Operação Miríade. Costa também não foi informado pelo ministro da Defesa. Nova tensão entre Costa, Cravinho e Marcelo?
Comandos da 2ª Força Nacional Destacada na República Centro-Africana, ao serviço da MINUSCA, em 2018, na estrada entre Bangassou e Bangui. A viagem entre as duas cidades, separadas por cerca de 700 quilómetros, demora quatro dias
Tiago Miranda
“A mim não me informou de certeza. Isso é muito claro”, declarou o primeiro-ministro, referindo-se ao seu ministro da Defesa. Costa não exclui uma possível nova turbulência entre o Governo e a Presidência. Marcelo fez saber que Cravinho invocou “pareceres jurídicos” para não o ter informado.
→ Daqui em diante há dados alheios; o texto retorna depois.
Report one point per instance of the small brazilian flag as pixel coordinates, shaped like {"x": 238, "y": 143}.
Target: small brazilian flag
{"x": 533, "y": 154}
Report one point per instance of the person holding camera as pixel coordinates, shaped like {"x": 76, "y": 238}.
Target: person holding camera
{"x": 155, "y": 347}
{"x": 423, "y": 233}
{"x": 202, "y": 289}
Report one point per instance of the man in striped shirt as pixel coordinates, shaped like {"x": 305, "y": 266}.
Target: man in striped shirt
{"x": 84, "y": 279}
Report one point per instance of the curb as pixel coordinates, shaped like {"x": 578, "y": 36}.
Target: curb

Ficou por explicar como é que quem elabora um parecer jurídico pode saber do caso mas o comandante supremo das Forças Armadas não
O ministro da Defesa informou as Nações Unidas sobre as suspeitas de tráfico de diamantes, ouro e droga que envolve militares portugueses na República Centro-Africana (RCA). Quem João Gomes Cravinho não informou foi Marcelo Rebelo de Sousa, Presidente da República, que é por inerência do cargo o comandante supremo das Forças Armadas. E depois do ministro dos Negócios Estrangeiros foi o próprio primeiro-ministro que veio esta quarta-feira dizer que também não foi informado.
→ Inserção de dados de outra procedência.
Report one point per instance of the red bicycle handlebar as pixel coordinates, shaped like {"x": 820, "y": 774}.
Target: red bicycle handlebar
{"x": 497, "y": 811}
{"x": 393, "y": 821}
“A única coisa que posso confirmar é que efetivamente também não informei o senhor Presidente da República pelo simples facto de que eu também não estava informado dessas ocorrências”, afirmou António Costa. Relativamente a um eventual desencontro de versões, Costa foi perentório: “A mim não me informou de certeza. Isso é muito claro.” Questionado sobre se este caso belisca as relações entre o Governo e a Presidência, o primeiro-ministro não exclui uma possível turbulência entre os Palácios de São Bento e de Belém. “Bom, isso aí, o Presidente da República terá de dizer qual é a avaliação que tem a fazer sobre a matéria.”
Costa remeteu para as declarações da véspera de Marcelo Rebelo de Sousa, que revelou que o ministro da Defesa lhe “explicou” que “naquela altura [início de 2020] comunicou às Nações Unidas, porque se tratava de uma força das Nações Unidas, que havia suspeitas relativamente a um caso em investigação judicial, e que na base de pareceres jurídicos tinha sido entendido que não devia haver comunicação a outros órgãos, nomeadamente órgãos de soberania, Presidência da República ou Parlamento”.
Ficou por explicar como é que quem elabora um parecer jurídico pode saber do caso mas o comandante supremo das Forças Armadas não. E isso João Gomes Cravinho não esclareceu quando questionado pelos jornalistas antes da abertura solene do ano letivo no Instituto da Defesa Nacional, em Lisboa. Em vez disso, o ministro da Defesa quis “desfazer a ideia incorreta de que não havia fiscalização” das bagagens. “Havia procedimentos de fiscalização e houve um reforço dessa fiscalização depois das denúncias”, sustentou, remetendo para o Estado-Maior-General das Forças Armadas mais pormenores sobre este reforço por ser esta a entidade “responsável operacionalmente por todas essas matérias”.
O ministro da Defesa garantiu sentir-se “absolutamente” confortável no cargo, uma vez que “as instituições funcionaram de forma absolutamente correta”, o que “obviamente” lhe dá “satisfação”. Gomes Cravinho afirmou ainda desconhecer “a abertura de qualquer inquérito” por parte das Nações Unidas ou a possível existência de “outros países envolvidos”.
Esta não é a primeira vez que Cravinho, Costa e Marcelo se veem enredados em incidentes institucionais. Ainda há pouco mais de um mês, o Presidente da República só teve conhecimento da conversa em que Cravinho chamou o ainda Chefe do Estado-Maior da Armada (CEMA), o almirante António Mendes Calado, para o exonerar “depois de ela ter acontecido”. Marcelo desautorizou o ministro em público, lembrou que a substituição do CEMA - presumivelmente pelo vice-almirante Henrique Gouveia e Melo -, quando acontecer, será uma decisão sua e alertou estar em causa “o prestígio das instituições”. Costa pediu uma audiência, acompanhado por Cravinho, em Belém. No final do encontro, uma nota lacónica da Presidência anunciou que os “equívocos ficaram esclarecidos”.
Entretanto, o juiz de instrução Carlos Alexandre decidiu aplicar a medida de coação mais gravosa, a prisão preventiva, a dois dos 11 arguidos detidos no âmbito da Operação Miríade, segundo divulgou esta quarta-feira o Juízo de Instrução Criminal de Lisboa.